Maybe a silly question, but do any of these deals include road tax or servicing?


----------



## W7 PMC (May 6, 2002)

benbuhagiar said:


> Maybe a silly question, but do any of these deals include road tax or servicing?


They should include RFL for the full hire period but won't include Servicing.

Not double checked but i would expect both shortlisted cars to have variable servicing & thus in the time i'd have it the worst it would need is on oil change (this was the case with my current A8). Tyres may need a set over the same time but this wasn't the case with my A8 as the rubber still has plenty left.


----------



## W7 PMC (May 6, 2002)

Narrowed the choice down to the F10 M5 & E63 AMG so just arranging test drives now.

Hadn't realised the M5 has just had a slight upgrade with the new LCi variant now being available. Not managed to work out what the upgrades/enhancements are but hope to rectify that later


----------



## W7 PMC (May 6, 2002)

The E63 deals have vanished so that's been removed as a choice :?

Looking to strike a deal on a new F10 M5 in the next few days. Will float the quote passed Audi to see if they've anything comparable, but i suspect my next car with be a Bimmer.


----------



## benbuhagiar (Mar 16, 2013)

W7 PMC said:


> The E63 deals have vanished so that's been removed as a choice :?
> 
> Looking to strike a deal on a new F10 M5 in the next few days. Will float the quote passed Audi to see if they've anything comparable, but i suspect my next car with be a Bimmer.

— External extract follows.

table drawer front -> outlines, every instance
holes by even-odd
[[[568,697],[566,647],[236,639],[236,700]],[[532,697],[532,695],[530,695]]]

You make it sound like a poor choice haha. The M5 looks amazing! Enjoy


----------



## V6RUL (May 28, 2009)

Do they do an x version in the M5, AWD will be all that's missing for me, esp as winter is coming..
Steve


----------



## W7 PMC (May 6, 2002)

benbuhagiar said:


> W7 PMC said:
> 
> 
> > The E63 deals have vanished so that's been removed as a choice :?
> ...


Didn't mean it to sound as such  Was always leaning towards the M5 but had the E60 M5 a few years ago so did fancy a punt into an AMG for a change, however that door's closed so now looking to confirm M5 order but torn on bloody colour combo decisions.


----------



## W7 PMC (May 6, 2002)

V6RUL said:


> Do they do an x version in the M5, AWD will be all that's missing for me, esp as winter is coming..
> Steve


Nope, still RWD only. BMW have started to introduce a few AWD models i think as i'm sure i saw a couple of 330d X-Drives in the showroom over the weekend. The new M5 has one of these new Active Diffs i believe, so is meant to be considerably better in the traction dept. than it's predecessor (i hope that's the case).


----------



## jbell (May 15, 2006)

W7 PMC said:


> V6RUL said:
> 
> 
> > Do they do an x version in the M5, AWD will be all that's missing for me, esp as winter is coming..
> ...


M550DX is supposed to be a beast


----------